Pinewalker - Migration

Chronique CD album (43:34)

chronique Pinewalker - Migration

Ils viennent de Salt-Lake City, ils sortent leur premier album en 2019, et balayons de suite la question de l’étiquette, puisque les enfermer dans une case s’avère extrêmement réducteur et n’aurait pour conséquence que de les voir en sortir en défonçant les parois. En clair, Pinewalker, puisque c’est sous ce nom qu’ils officient, offrent avec ce 1e opus une foultitude d’ambiances qui puisent dans divers genres, du doom au death, en passant par le black, mais avec une bonne dose de sludge louchant par moment vers le stoner. Avec un dénominateur commun à l’ensemble des titres : une certaine rage, même quand le chant, par exemple, se montre plus langoureux.

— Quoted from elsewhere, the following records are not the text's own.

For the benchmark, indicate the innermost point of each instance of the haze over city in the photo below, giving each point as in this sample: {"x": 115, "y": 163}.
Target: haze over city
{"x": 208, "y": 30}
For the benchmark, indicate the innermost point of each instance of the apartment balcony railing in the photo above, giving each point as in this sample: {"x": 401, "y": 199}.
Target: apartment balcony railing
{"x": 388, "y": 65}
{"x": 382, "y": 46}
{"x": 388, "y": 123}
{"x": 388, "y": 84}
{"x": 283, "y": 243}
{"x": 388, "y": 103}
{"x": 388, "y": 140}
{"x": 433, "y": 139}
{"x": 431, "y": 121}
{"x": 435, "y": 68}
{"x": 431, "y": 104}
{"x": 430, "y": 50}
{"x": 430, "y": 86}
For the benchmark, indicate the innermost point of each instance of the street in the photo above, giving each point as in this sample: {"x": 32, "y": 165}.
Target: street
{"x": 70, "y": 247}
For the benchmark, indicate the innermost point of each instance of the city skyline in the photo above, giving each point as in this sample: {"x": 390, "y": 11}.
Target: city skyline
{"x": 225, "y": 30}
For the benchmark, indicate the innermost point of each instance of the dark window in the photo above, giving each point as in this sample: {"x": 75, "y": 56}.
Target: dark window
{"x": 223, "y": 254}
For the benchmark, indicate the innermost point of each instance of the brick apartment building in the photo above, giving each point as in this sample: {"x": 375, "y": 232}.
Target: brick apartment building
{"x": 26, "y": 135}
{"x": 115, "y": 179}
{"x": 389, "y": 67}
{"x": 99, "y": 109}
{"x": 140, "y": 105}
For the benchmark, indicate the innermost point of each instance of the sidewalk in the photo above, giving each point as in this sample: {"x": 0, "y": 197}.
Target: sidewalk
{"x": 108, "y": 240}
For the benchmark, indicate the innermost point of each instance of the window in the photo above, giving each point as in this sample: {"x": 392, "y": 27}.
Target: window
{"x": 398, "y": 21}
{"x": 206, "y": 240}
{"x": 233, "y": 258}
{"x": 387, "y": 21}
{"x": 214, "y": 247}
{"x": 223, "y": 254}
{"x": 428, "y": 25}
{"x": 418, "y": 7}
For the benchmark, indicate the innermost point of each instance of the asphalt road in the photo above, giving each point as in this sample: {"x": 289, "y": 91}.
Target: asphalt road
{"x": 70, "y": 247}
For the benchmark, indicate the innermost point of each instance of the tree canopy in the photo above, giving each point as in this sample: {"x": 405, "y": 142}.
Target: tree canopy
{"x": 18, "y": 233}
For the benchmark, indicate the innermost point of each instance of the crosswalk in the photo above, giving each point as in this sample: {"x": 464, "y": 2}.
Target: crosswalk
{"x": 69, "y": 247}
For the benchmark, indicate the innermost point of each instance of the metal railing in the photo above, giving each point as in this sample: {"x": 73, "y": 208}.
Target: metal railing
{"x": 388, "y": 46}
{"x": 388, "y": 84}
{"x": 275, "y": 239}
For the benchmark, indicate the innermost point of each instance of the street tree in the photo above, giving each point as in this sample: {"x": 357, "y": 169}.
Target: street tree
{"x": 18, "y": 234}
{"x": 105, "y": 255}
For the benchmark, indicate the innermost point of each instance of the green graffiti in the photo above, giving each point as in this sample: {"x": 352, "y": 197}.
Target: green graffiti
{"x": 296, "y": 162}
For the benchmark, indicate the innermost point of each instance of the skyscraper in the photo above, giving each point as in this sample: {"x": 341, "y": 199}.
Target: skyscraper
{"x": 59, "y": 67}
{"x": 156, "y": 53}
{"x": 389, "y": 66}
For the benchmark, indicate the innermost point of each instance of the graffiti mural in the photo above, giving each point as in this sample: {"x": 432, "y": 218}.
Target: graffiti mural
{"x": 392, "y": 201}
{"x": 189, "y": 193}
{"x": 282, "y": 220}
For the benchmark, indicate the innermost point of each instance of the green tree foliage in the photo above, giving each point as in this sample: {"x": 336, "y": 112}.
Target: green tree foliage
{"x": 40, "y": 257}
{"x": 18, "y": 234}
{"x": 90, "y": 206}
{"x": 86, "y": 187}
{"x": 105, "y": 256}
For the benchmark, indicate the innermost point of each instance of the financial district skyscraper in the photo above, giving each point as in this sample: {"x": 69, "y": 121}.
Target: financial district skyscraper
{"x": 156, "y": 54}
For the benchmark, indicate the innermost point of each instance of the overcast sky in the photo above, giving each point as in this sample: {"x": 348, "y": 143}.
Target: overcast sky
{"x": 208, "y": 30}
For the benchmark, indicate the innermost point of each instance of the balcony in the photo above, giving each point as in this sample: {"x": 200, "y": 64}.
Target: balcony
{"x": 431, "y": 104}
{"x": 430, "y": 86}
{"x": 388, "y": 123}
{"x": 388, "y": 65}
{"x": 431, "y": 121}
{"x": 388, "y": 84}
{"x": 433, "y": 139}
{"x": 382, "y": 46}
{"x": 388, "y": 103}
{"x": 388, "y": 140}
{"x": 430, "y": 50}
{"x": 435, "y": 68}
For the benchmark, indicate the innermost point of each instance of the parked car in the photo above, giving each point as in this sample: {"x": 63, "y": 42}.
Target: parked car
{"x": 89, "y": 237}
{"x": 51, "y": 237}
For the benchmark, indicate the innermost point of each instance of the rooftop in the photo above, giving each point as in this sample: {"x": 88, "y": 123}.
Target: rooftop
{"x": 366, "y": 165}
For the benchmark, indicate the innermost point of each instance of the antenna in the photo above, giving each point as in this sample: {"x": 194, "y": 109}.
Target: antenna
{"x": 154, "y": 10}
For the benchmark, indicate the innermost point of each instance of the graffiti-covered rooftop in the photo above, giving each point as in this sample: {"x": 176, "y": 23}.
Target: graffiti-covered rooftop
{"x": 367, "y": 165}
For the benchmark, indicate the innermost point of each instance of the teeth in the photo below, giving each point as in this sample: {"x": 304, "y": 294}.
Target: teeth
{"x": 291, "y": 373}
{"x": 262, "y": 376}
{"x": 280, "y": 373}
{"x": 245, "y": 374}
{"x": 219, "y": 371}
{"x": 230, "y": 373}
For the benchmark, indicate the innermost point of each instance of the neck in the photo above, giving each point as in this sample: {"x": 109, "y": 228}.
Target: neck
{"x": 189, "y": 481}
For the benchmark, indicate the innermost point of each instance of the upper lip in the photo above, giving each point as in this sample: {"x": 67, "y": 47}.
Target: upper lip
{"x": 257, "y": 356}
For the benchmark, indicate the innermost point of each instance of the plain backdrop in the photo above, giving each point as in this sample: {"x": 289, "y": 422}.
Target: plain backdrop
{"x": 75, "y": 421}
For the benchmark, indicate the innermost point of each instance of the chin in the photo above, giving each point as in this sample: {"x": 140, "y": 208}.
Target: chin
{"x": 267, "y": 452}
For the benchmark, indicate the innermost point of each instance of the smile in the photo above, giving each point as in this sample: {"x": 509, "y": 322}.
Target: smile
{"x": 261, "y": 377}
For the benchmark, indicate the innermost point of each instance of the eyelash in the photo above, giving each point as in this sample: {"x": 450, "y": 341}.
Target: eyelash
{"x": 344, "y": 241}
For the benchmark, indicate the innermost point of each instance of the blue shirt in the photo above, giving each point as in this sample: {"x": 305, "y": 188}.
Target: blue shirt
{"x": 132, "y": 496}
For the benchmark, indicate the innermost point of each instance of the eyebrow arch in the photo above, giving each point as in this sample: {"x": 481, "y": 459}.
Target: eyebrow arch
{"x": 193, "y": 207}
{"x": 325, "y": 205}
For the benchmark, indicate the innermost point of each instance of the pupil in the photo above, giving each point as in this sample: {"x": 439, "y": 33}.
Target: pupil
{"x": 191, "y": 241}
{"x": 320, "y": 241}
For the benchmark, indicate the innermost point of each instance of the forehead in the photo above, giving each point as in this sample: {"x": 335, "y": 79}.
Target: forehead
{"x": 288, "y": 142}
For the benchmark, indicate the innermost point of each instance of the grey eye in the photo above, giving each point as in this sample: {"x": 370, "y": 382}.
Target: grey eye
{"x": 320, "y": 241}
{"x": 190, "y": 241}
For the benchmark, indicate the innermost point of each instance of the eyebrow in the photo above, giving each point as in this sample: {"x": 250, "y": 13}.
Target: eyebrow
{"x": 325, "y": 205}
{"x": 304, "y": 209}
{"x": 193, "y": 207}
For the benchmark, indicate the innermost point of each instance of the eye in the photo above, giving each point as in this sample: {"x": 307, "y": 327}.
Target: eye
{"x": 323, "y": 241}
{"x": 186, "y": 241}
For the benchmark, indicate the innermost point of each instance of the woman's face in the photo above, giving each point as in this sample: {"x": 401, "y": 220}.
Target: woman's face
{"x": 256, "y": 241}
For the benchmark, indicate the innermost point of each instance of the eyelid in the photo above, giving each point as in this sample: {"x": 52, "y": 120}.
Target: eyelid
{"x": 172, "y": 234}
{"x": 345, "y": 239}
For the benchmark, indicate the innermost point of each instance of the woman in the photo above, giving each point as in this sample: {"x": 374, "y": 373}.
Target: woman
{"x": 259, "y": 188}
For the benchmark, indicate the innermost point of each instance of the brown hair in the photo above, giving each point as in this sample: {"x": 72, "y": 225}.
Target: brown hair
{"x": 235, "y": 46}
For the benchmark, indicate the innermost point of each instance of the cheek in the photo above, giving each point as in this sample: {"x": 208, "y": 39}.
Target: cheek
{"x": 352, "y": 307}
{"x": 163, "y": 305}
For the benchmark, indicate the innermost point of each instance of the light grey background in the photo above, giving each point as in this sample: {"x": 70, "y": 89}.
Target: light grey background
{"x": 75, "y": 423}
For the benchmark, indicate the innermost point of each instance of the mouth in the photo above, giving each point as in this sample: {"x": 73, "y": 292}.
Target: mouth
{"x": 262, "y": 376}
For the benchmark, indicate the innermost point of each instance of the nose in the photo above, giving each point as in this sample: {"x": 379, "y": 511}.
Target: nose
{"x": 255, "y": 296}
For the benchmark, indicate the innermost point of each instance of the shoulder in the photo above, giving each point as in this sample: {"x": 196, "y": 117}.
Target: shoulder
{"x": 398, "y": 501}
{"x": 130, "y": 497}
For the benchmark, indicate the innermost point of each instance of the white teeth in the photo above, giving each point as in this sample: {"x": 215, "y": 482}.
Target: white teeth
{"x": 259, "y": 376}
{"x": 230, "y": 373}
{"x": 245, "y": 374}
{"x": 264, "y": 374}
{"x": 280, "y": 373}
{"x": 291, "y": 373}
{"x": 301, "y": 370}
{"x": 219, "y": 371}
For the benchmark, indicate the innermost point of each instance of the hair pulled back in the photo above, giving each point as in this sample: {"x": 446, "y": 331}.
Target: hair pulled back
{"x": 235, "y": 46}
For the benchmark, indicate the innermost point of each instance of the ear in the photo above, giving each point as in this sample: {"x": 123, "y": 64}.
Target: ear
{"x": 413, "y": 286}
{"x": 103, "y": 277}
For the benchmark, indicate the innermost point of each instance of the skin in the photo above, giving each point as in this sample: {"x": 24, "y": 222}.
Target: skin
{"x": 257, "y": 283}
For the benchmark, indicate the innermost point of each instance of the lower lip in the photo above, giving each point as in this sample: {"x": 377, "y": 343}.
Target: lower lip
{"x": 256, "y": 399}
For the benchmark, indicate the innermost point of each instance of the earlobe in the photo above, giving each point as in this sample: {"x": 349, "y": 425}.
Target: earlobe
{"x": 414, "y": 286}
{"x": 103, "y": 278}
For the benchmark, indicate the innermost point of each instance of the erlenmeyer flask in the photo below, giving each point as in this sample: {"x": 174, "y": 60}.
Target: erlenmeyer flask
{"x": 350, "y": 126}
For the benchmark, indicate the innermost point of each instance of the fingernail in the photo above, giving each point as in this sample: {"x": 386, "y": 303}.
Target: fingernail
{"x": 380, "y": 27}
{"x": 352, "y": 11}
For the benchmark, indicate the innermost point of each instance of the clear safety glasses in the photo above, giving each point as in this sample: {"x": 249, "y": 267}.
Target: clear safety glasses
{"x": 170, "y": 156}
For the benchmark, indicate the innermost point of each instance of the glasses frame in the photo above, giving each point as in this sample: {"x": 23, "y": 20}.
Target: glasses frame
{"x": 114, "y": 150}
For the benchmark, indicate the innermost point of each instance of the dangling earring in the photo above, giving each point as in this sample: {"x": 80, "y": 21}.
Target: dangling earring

De la rage, donc, mais pas sauvage, si on peut se permettre cette nuance. Avec du poil au menton, des aisselles tropicales mais un cœur gros comme un camion transportant des troncs de sequoia sur la route 66.

 

Comme Migration ne compte que 7 titres (pour une durée totale de 43 minutes), permettons-nous de les aborder par le menu. « Sentinel », le titre d’ouverture, dresse le tableau. Ici, on répond à la règle des 3 L du sludge : lourd, lent, (relativement) long. Après une entame hachée, le titre s’alourdit davantage, devient pachydermique, les riffs et la batterie martelant le rythme tel un troupeau de bisons déments. En 6 minutes, le morceau garde sa ligne directive, mais se permet des alternances entre fureur écrasante et saillies plus bondissantes, notamment sur son final. Une fois qu’on a compris où on met les pieds et les oreilles, l’album peut dérouler son programme, en enchaînant sans pause avec un titre plus stoner (« Bone collector »), mais qui garde cette odeur de transpiration dans son ambiance de trot de mastodonte en rut. Très bien, on croit qu’on sait à quoi s’en tenir, mais là où on commence à comprendre que Pinewalker cache plus d’une surprise dans sa musette, c’est lorsque soudain, « Burning earth » nous coupe l’herbe sous le pied, en envoyant sans intro ni transition, sa cavalcade endiablée. La voix devient death, tandis que le titre file à toute allure à travers champs. Court, nerveux, efficace. Logiquement, l’album s’accorde une respiration. Toute relative, puisque cette respiration réside dans l’intro de « Maelstrom », titre de 10 minutes surfant entre sludge gras, doom enroué et post-metal taillé à la hache, avec un solo final épique en diable. Et puisqu’on est dans les soli épiques, pourquoi ne pas en balancer un au début du titre suivant, « Space witch », instrumental mélancolique (notons le passage à la guitare acoustique, tutoyant les grands espaces de l’Ouest américain) habité par une rage sourde. Evidemment, il convient de revenir à la lourdeur qui habite l’ensemble de l’album, dès « Self VS. Self », titre qui sonne comme une ultime chevauchée désespérée.

 

Mais ce qui aurait pu constituer une conclusion parfaite de l’album laisse en réalité la place à un ultime bijou, « The thaw », où le chant s’accorde plus de retenue, se montre mélodique, clair, élégiaque, plaintif. Une belle façon de conclure ce voyage en laissant l’esprit de l’auditeur se diluer dans les derniers soubresauts de l’album, notamment grâce à l’ultime solo, dantesque au possible que ne renierait pas Iron Maiden, oui Môssieu. Comme un baroud d’honneur plein de dignité. En fin de compte, cet album plus que réussi parvient à explorer divers horizons sans se perdre pour autant dans la variété de ses ambiances mais plutôt en exploitant avec un équilibre et une cohérence déconcertants leurs richesses. Une des plus belles découvertes de 2019.